From the closet
From an old box, actually. I’d bought one of those disposable CVS digital cameras long ago and taken pictures of various knitting projects of, and then promptly lost. It surfaced today, along with a few other prints of other project photos. I got the camera developed, but need to find a scanner for the prints. Clearly, either that camera was particularly bad, or my snapping skills have improved since then. But lookee:
I don’t know why they look like they’re too shy to fully emerge from the closet, with my black kameez in the second pic as if hanging from a meathook, but these are sweaters I made a few years ago. (click on them for larger images: they look better). The fuchsia (it was not as bright as the photo suggests) was adapted from the Wonderful Wallaby pattern and made with Brown Sheep cotton fleece. The kit was my gift to myself on defending my phd dissertation and made mostly on a road trip from Ohio to Colorady by way of Chicago, Minnesota and the Dakotas. It got really loose after a point and I have no idea where it is now. But it was darned comfy.

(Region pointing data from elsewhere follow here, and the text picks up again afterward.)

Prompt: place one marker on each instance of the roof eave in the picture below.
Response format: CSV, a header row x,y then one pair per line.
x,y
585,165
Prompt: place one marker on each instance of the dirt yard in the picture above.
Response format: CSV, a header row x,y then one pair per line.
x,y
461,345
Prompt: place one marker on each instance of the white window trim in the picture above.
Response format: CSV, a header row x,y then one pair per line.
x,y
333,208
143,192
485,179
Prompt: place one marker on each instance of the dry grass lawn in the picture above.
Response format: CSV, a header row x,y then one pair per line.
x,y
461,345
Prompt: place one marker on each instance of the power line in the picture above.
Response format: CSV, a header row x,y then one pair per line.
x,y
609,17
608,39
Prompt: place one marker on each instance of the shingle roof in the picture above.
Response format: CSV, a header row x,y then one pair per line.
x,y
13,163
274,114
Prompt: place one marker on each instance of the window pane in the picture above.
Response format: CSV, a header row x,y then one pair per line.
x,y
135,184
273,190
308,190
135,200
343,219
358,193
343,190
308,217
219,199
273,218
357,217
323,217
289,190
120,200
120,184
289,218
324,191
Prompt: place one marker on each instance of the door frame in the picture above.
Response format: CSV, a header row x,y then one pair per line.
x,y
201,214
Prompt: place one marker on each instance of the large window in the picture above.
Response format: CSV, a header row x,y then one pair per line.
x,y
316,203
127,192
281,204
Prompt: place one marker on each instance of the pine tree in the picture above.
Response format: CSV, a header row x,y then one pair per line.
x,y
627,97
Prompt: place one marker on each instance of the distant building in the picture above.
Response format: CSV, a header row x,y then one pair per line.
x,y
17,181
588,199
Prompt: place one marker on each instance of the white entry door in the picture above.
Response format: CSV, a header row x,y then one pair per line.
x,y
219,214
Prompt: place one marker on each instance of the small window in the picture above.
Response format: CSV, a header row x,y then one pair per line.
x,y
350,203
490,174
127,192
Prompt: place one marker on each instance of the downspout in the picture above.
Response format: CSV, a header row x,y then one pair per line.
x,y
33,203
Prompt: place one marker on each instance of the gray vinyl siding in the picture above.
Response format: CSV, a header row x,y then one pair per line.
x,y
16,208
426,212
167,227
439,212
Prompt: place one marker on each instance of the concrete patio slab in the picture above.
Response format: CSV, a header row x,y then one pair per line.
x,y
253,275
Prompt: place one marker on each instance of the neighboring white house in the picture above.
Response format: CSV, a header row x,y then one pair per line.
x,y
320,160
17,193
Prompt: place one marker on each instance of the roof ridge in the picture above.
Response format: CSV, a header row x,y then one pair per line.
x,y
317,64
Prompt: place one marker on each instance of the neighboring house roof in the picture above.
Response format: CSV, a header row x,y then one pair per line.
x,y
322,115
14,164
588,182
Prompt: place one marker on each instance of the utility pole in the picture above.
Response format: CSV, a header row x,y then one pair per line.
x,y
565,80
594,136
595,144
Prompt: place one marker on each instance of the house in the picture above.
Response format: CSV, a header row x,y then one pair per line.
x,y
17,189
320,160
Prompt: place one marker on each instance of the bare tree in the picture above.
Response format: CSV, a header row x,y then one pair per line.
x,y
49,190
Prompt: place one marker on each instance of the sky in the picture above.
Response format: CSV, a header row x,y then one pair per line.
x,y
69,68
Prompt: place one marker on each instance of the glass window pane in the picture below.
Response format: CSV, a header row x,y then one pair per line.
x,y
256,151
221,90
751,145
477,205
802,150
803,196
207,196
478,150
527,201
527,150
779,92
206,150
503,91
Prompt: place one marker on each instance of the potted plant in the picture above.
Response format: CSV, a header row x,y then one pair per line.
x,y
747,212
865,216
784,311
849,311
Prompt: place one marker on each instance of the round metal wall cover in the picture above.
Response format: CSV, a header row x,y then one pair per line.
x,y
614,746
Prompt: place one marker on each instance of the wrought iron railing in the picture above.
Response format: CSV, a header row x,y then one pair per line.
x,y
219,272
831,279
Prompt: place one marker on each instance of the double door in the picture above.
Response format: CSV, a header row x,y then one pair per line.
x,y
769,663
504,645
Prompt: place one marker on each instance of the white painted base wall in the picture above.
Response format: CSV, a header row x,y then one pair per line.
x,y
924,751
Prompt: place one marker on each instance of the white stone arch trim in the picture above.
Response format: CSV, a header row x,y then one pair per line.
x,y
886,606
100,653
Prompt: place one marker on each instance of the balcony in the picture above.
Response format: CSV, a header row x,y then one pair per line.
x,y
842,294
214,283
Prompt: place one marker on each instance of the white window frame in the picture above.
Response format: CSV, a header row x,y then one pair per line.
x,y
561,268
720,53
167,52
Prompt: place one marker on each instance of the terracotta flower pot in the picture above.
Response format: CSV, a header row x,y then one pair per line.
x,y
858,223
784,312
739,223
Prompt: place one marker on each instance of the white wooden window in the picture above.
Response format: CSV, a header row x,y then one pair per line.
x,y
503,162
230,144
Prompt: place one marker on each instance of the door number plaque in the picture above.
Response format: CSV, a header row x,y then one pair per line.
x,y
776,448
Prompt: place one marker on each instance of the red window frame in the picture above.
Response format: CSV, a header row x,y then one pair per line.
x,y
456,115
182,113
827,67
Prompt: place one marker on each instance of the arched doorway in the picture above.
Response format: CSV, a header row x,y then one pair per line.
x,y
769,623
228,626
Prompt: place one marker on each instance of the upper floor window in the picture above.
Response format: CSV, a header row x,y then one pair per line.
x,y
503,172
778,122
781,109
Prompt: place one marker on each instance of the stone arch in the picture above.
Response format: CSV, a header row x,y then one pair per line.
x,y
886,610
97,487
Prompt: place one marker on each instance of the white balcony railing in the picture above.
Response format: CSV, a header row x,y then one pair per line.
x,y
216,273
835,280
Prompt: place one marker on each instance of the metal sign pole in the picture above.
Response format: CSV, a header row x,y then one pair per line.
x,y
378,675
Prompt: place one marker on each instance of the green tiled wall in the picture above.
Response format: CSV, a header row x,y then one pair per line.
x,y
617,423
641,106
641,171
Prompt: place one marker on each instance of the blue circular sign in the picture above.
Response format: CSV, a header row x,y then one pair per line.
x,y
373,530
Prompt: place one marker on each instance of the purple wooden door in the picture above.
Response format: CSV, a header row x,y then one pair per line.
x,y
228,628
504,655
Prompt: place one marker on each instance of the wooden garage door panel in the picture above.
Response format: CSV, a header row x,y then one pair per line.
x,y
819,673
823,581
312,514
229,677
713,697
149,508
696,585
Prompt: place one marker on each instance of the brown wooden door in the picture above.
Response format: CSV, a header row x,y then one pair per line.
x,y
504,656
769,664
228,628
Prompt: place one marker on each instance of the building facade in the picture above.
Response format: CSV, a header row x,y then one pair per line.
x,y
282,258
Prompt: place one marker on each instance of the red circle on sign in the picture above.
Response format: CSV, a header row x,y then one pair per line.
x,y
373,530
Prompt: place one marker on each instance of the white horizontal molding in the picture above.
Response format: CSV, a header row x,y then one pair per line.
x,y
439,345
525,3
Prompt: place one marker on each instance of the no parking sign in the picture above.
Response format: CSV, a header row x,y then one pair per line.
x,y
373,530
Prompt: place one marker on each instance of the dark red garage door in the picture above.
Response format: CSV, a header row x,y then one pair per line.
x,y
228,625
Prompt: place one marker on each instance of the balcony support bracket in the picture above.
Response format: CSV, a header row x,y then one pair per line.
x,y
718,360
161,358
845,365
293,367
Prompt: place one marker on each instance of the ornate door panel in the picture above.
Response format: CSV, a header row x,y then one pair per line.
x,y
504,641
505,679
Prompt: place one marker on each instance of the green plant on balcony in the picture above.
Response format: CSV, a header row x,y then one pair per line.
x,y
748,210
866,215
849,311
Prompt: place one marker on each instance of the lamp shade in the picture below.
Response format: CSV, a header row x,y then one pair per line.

The black hoodie was a traumatic project and continues to be. Made from a pattern in Hip to Knit (thanks to Spud) and Brown Sheep Lamb’s Pride, it went very fast, but the pattern and I didn’t see eye to eye on many occasions. Also, getting the pockets to line up properly made me weep several times. To say nothing of trying to sew in the zipper, which, I have to say, ranks right up there will frogging lace in being a total bitch to do. All that was nothing, though, to the amount this yarn PILLS!!! It’s like a grizzly bear, a very angry, bristling one. It’s not even that soft, but it is warm and comfy.






The wallaby looks really comfy! It’s funny what we find on old cameras and film that have been laying around. Too bad with the new digital age that surprise won’t happen too much anymore…
Cute projects, I love the little hat! The off-center look of the photos is problem you can get with almost all cameras–film and digital. The reason is that what you see through the viewfinder is not representative of what the final photo’s framing will be. Usually viewfinders show only about 75% of what the final photo will show, plus it is off-center too. The only exception being high-end cameras that have 100% viewfinder coverage and the LCD screen on digital cameras are usually 100% coverage. That’s why using the LCD screen will give you the truest representation of the final photo. (Sorry for the photography digression!)
Lobstah, am really glad to know it the viewfinder, and not my inability to see through it!